THE Edinburgh Agreement signed yesterday by Prime Minister David Cameron and First Minister Alex Salmond set in motion a referendum that could result in Scotland becoming an independent country, justifying claims that the deal was both historic and momentous.
In addition to those inevitable adjectives, however, the word carefully chosen by both Mr Cameron and Mr Salmond to set the tone of the day was respect. The document signed in St Andrew's House yesterday amounted to a peace agreement over the terms of the referendum. It is not only political activists but also the majority of Scots who will feel a sense of relief at reaching this milestone on the long and tortuous road to a decision on our constitutional future. The Section 30 order transferring power from Westminster to Holyrood to enable a legal and binding referendum is complete. The referendum will be held in the autumn of 2014; there will be a single question on the ballot paper requiring a Yes or No answer to independence and 16 and 17-year-olds will be able to vote. The precise details will be determined by the Scottish Parliament following the publication of a White Paper next year. But already the landscape between now and the autumn of 2014 looks increasingly interesting.
There will be challenges but they can be overcome. For example, the wording of the question proposed by the SNP: "Do you agree that Scotland should become an independent country?" has been criticised as biased because it makes no mention of the UK. That will now be tested by the Electoral Commission. If change is thought necessary, that should not be allowed to become a bone of contention. Surely it is highly unlikely that two years from now there will be anyone who does not understand what is being asked.
Both sides were able to state (more convincingly so on the part of Mr Cameron) that their preference was for a decisive, single question. This has the advantage of testing whether a clear majority of Scots wants independence. However, since the SNP gained an outright majority at Holyrood with a mandate to hold a referendum, there has been a growing lobby in favour of increased powers for the Scottish Parliament with full fiscal autonomy short of independence. Opinion polls consistently indicate that this option is favoured by around one-third of the electorate, a similar proportion to those who favour independence and those who want to retain the current devolution settlement. It was this aspiration for enhanced devolution or "devo max" that prompted the campaign for a second question offering that option. This expressed a confidence in the competence of the Scottish Parliament to tailor policies to needs and expectations and gave evidence of a new enthusiasm among individuals and groups with no party-affiliation, especially charities and voluntary organisations, to engage in the political process beyond their immediate interests.

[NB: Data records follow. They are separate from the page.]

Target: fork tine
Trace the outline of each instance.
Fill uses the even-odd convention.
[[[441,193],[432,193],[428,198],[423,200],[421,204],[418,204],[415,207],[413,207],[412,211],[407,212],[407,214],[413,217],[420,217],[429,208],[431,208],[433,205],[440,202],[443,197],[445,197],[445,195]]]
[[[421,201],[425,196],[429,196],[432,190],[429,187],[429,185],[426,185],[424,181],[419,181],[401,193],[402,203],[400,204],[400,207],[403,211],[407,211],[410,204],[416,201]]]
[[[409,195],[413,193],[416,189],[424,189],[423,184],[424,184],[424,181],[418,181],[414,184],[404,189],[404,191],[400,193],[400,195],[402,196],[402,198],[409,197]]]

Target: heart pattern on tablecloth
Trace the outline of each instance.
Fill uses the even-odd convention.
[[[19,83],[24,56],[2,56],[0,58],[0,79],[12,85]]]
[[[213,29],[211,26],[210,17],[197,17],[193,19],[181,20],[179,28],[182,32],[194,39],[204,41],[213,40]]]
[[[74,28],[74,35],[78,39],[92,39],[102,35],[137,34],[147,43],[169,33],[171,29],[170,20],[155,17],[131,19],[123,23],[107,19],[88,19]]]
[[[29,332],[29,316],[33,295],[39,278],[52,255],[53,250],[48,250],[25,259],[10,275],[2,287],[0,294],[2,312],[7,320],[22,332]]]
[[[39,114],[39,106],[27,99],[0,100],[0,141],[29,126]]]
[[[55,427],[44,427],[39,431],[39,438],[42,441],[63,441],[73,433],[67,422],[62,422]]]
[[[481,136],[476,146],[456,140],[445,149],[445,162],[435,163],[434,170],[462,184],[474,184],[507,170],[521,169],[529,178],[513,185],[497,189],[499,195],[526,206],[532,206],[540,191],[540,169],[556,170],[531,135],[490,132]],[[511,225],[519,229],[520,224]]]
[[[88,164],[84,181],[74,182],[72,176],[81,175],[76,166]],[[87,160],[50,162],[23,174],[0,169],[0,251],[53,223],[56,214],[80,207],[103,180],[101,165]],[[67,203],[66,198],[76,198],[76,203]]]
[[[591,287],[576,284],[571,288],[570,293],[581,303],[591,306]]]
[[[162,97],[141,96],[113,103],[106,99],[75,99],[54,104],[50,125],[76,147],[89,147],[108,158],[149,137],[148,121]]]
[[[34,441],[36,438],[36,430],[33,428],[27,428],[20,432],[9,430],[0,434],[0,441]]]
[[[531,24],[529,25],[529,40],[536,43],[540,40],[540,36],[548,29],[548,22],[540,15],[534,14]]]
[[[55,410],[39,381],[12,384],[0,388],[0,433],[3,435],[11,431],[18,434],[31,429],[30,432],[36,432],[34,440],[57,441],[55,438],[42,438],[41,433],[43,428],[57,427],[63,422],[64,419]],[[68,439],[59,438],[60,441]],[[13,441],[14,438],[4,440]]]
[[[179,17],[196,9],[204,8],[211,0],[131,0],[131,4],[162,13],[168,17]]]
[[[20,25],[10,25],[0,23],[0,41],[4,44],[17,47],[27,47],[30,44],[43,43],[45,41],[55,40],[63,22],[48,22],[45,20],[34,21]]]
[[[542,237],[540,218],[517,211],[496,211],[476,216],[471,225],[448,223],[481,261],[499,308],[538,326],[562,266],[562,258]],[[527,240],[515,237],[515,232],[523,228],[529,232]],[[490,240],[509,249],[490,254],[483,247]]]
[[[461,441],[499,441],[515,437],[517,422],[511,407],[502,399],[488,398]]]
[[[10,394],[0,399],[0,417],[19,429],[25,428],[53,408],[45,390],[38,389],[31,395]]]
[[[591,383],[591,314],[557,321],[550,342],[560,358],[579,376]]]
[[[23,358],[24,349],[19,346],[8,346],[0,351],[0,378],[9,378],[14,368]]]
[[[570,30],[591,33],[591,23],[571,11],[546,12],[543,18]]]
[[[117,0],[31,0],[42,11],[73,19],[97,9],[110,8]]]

This group, which will now be forced to choose between independence or the status quo, may feel they have been short-changed but they are likely to determine the outcome of the referendum. They must weigh Mr Cameron's statement that a vote to stay in the Union could lead to further devolution against Mr Salmond's increasing emphasis on social as well as economic benefits from independence. They will be among the most demanding in seeking definitive answers to the many questions which will arise if Scotland were to become independent; or, indeed, what will be on offer should there be a No vote.
There was unity across the political spectrum and beyond yesterday that, now that the tedious business of establishing the process is over, we can engage with matters of substance. It will be up to the politicians to demonstrate the respect avowed by Mr Cameron and Mr Salmond yesterday by engaging in honest argument, backed by sound evidence rather than simplistic exchanges of soundbites and slogans. There is a hunger for genuine information. It must be provided because no-one can decide the future of the country on the basis of blind faith or assertion. The onus is therefore on the SNP to clarify what the position of an independent Scotland would be.
The underlying principles of foreign and defence policy must be determined. Alex Salmond has still to convince his party that, contrary to long-standing policy, an independent Scotland should be a Nato member. There is no guarantee, however, that as a successor state membership would continue automatically. Membership is made even more problematic by the contradiction of trying to join a nuclear alliance while removing all nuclear weapons from Scotland. Would Scotland, if separate from the rest of the UK have to re-apply for membership of the EU, as the president of the European Commission, Jose Manual Barroso has suggested?
Could an independent Scotland truly claim economic self-determination if it retained sterling as currency and the Bank of England as lender of last resort? If interest rates were determined by the Bank in accordance with the needs of the economy in the rest of the UK, could Scotland end up with less control? This is a vital question as the shadow of the eurozone looms over any prospect of pursuing separate tax and borrowing policies while ultimately being dependent on the central bank of another country.
With comprehensive answers to all these questions and more required before the referendum, two years may be required for information-gathering and debate but in politics that is an aeon. Mr Salmond won the battle over the timing of the referendum but, however attractive the prospect of a society based on Scottish values of fairness, the economy will be the deciding factor. Mr Salmond is gambling that two years will be long enough to produce enough green shoots to convince waiverers of Scotland's potential for growth. The UK economy will also look healthier, making the prospect of further devolution more appealing.
The skirmishing over process is ended. Let honest engagement in the real issues now commence.